Tout était démesure, chez Philippe Habert. Le rire, souvent pantagruélique. Les colères, toujours homériques et ne visant jamais que ses supérieurs. La force de travail, enfin, qu’il déployait surtout la nuit, à l’heure des chouettes, en grillant des cigarettes à la chaîne, avant de se coucher au petit jour.
C’était le genre de personnage dont on se dit, en apprenant la mort : « Cela devait arriver. » Il allait toujours trop vite et trop loin. Il était dévoré par des forces qu’il ne contrôlait pas. Il était au demeurant convaincu lui-même qu’il mourrait avant quarante ans et le répétait tout le temps.
Le 5 avril 1993, son corps a été retrouvé sans vie à son domicile du 3e arrondissement, près de la place des Vosges, à Paris.

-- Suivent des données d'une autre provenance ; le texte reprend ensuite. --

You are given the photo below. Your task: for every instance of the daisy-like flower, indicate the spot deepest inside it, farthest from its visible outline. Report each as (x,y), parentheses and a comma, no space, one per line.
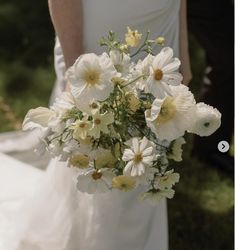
(81,128)
(95,181)
(133,101)
(104,159)
(167,180)
(38,118)
(124,183)
(175,151)
(79,160)
(171,116)
(139,156)
(121,61)
(63,103)
(154,197)
(100,123)
(90,77)
(88,107)
(160,40)
(163,72)
(132,37)
(207,120)
(142,68)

Dans un premier temps, l’Agence France Presse a parlé, en annonçant la nouvelle, de suicide par balle. En fait, il n’y avait ni balle ni arme dans son appartement. Juste des boîtes de médicaments, tranquillisants, remontants ou somnifères, dont il était un consommateur compulsif.
Claude Chirac qu’il a épousée quelques mois plus tôt.
Mais il n’a pas laissé de lettre pour expliquer son geste. S’il s’était suicidé, il n’y aurait pas manqué, ce fils unique très attaché à sa mère, Jacqueline, une secrétaire administrative qui l’a élevé seule. L’autopsie décidée en accord avec Jacques et Bernadette Chirac, accourus sur les lieux, conclut à un « empoisonnement du sang ». Il a mélangé trop d’excitants et de narcotiques. Il a de surcroît dépassé les doses prescrites.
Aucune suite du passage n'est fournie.